Public Abstract:
The goal of our work is to understand the mechanisms and pathways that turn undifferentiated human stem or iPS cells into differentiated neurons that can be used in the brain as replacement for neurons lost in neurodegeneration. We will focus on Huntington's disease or chorea (HD), a incurable neurodegenerative disorder that manifests itself first in the middle age. HD is caused by a mutation in the gene, huntingtin, in which an expansion in the CAG coding for glutamine is expanded to above 36 repeats. Huntington’s disease is a dominantly inherited neurodegenerative disorder with massive loss of cells in the striatum- the cell type lost is medium spiny neurons. We will evaluate methods to induce cellular differentiation of ES or iPS into medium spiny neurons. We will also take iPS cells generated from HD skin fibroblasts and develop methods to correct the mutation in the gene huntingtin.
Statement of Benefit to California:
Huntington’s disease is a dominantly inherited neurodegenerative disorder with massive loss of cells in the striatum and replacement of these cells offers a possible therapy. We will use human embryonic stem cells and induced pluripotent stem (iPS) cell technologies with established methods to differentiate stem cells into pure medium spiny neurons and we will develop methods to genetically correct Huntington’s disease iPS cells for use therapeutically in patients.
The studies we perform should benefit the state of California in several ways:
1. We hope to increase the ability to generate medium spiny neurons that can be used in cell-replacement therapies for neurodegenerative diseases such as Huntington’s disease in which loss of these cells correlates with disease. This will directly benefit patients in California and elsewhere.
2. The human embryonic stem cell research we perform may bring new biotechnology jobs to California, thus increasing the state's visibility as a leader in stem cell technology.
3. New biochemical methods for genetically correcting disease iPS cells will have implications for all genetic diseases. Our discoveries could bring revenues to California due to the ability of the state to obtain licensing fees on technology generated using CIRM funds.
Review Summary:
EXECUTIVE SUMMARY
This study will focus on Huntington's disease (HD), a devastating and presently incurable neurodegenerative disorder. A hallmark of HD is the death and degeneration of medium spiny neurons (MSNs) in the striatum. The overall objective of this proposal is to develop methods to produce MSNs from human pluripotent stem cells (hPSC) in high yield and purity. The applicant proposes three aims to achieve this. In Aim 1, the applicant will optimize protocols for differentiating human embryonic stem cells (hESCs) and human induced pluripotent stem cells (hiPSCs) into MSNs. The goal of Aim 2 is to establish lines of hESCs and hiPSCs that stably express a drug-selectable marker under the control of a striatal specific promoter to enable selection of pure striatal cell populations. Finally, in Aim 3, the applicant proposes to use a gene targeting strategy to correct the expanded region of the diseased HD locus in fibroblasts or derived iPSCs from HD patients. This will generate gene corrected patient-specific striatal neurons/neural precursor cells for potential use as cell replacement therapy.
Reviewers agreed that the proposed research has significance and could have a major impact on the treatment of neurodegenerative diseases such as HD. Despite this, some reviewers found this to be a poorly focused proposal that fails to address key mechanisms related to stem cell biology or the mechanisms that underlie cellular demise in the HD brain. Although some reviewers found the concept of using hiPSCs to generate MSNs to be novel, others found the project lacked innovation, since very similar approaches focused on hESC/hiPSC differentiation into neurons, are being used by a large number of other labs worldwide.
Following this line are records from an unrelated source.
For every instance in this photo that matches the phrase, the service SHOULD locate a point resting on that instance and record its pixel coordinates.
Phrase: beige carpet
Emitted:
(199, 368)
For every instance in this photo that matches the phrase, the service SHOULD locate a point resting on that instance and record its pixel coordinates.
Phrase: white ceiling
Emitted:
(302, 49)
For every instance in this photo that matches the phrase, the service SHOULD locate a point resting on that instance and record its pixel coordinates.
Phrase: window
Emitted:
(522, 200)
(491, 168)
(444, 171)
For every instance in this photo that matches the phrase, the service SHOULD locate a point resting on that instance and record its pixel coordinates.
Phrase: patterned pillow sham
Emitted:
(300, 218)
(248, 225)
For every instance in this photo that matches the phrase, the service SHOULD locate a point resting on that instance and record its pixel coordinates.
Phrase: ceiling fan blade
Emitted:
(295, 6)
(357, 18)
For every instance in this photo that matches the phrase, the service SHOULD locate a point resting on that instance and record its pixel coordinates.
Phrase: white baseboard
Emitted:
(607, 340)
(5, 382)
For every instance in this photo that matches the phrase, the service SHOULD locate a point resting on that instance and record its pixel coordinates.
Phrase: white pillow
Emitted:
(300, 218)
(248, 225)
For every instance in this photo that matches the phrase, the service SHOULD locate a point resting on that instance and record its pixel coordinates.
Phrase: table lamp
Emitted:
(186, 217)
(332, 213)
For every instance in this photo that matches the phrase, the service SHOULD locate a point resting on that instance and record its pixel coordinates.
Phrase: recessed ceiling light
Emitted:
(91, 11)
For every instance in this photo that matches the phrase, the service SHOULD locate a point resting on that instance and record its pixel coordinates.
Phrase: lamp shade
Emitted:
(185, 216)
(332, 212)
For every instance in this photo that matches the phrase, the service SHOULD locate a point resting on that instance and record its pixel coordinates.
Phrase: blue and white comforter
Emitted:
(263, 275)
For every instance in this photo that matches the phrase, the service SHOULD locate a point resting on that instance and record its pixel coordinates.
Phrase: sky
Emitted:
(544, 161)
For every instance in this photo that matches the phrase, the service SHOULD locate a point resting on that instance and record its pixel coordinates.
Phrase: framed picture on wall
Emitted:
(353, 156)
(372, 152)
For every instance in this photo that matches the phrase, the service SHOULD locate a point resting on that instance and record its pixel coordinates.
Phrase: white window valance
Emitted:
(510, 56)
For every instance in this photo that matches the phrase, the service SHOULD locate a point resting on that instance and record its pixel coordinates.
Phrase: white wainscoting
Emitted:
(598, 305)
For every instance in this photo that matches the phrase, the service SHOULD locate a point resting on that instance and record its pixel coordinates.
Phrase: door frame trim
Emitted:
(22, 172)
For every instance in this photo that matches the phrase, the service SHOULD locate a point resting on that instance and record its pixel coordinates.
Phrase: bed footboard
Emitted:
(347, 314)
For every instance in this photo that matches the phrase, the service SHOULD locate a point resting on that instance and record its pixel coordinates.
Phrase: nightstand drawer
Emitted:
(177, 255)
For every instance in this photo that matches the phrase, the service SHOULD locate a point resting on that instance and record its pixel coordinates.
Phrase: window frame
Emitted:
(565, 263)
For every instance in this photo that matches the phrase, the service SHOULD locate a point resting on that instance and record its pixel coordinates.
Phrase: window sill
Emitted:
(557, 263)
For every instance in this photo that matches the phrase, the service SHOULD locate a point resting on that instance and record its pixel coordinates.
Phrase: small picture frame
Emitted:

Several reviewers questioned the overall feasibility of the proposal. One of the major criticisms was the fact that the preliminary data underpinning this study, although supportive, is not extensive and is not compelling. In particular, there is no evidence showing the generation of MSNs. Reviewers felt that considerably more work will be required to make a convincing argument that the hPSCs have differentiated into fully functional MSNs and they expressed concern as to whether the investigators will actually be able to generate the yield of MSNs that they anticipate. Whereas reviewers found that the methods proposed for Specific Aims 1 and 2 are standard and the experiments feasible, they found Specific Aim 3, which involves homologous recombination in hESCs, to be technically very challenging as very few groups have successfully applied homologous recombination to hESCs.
Reviewers found the applicant to have an excellent track record in the study of the pathogenesis of HD. However, reviewers found the lack of team experience in hESC/hiPSC biology to be a major source of concern, which ultimately weakened their confidence in the proposal. Reviewers would have liked to see an experienced hESC/hiPSC biologist on board as co-investigator or collaborator.
Overall, reviewers found this proposal to be of potentially high importance, but did not find the preliminary data to be compelling and they questioned the feasibility of this study.